Over at House of Vines, commenter IHJ accurately notes:

“Secular Humanism is their actual religion from which they derive their values. You brought up the subject of “Holy Terror” in your post, and I think this is a key concept missing from the theology of most modern polytheists. They don’t view the Gods as objects of awe. Many of them are obsessed with gaining mainstream social acceptance seemingly blind to the fact that no form of religion that retains its integrity will be allowed a seat at the table in the modern west. Why should we give a fuck about meeting to the moral and cultural expectations of a post-monotheist open air shopping mall which is openly hostile to us? I don’t think that we should be approved by the mainstream, in fact we should go out of our way to radically separate ourselves from it, both to weed out the impious and uncommitted, and to draw the attention of those looking for something real.”

I think this is the source of so many of the divisions that plague our communities (certainly it was behind the 2012 schism over identifiers “Pagan” vs. “Polytheist”). It all comes down to the ontological nature of the Gods and how we position ourselves in relationship to that. I think too often we see Them either as commodities, or (and I’m not sure which is worse) as tangential to our spiritual worlds. A couple of weeks ago as part of my practicum series, a reader asked me about the process of conversion. I think this right here is a key facet of that transformation. It’s not enough to replace one set of divinities with another, to shift to a different liturgical style. We need also to look precisely at this: the terror of the numinous and how we relate to that, or if we’re capable of even conceiving of it in terms that rightly humble us before the Powers.

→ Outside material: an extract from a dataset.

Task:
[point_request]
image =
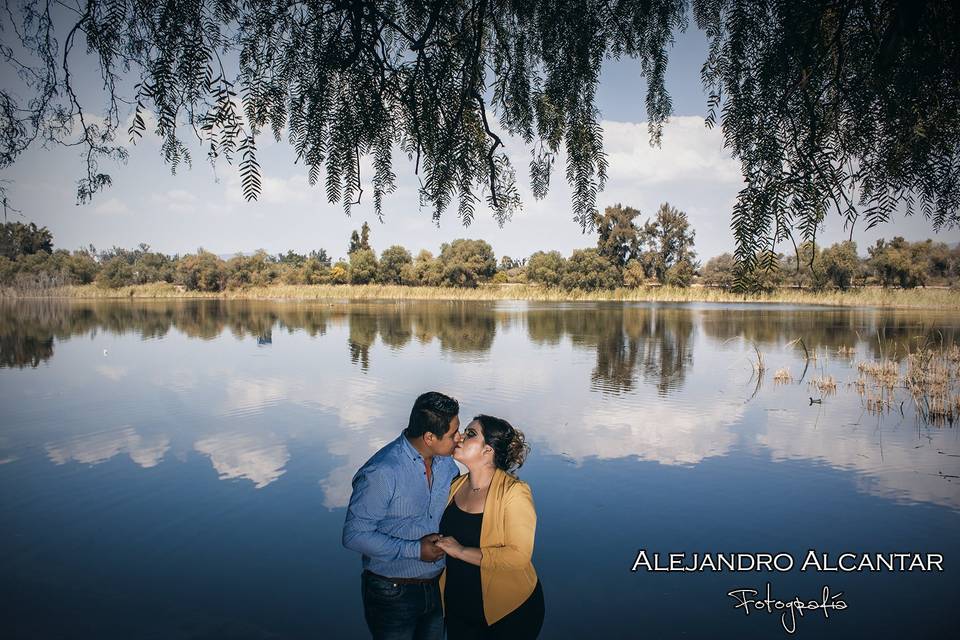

I don’t have any answers here. I put this out there for contemplation. Our communities, I firmly believe, are riddled with a rejection of the Gods’ nature qua Gods, a nature that eschews any subordination to human limitations. I think that eventually direct experience has the potential to move one past this, but without that direct experience, without the willingness to put oneself in the vulnerable and receptive headspace where such a thing is possible in the first place, and most of all, without the willingness to allow such theophanies to change one’s orientation vis-à-vis the holy, I don’t have any solutions. I just know that this, right here, is something we need to be addressing. It’s one of those defining things for a tradition, and for each and every devotee.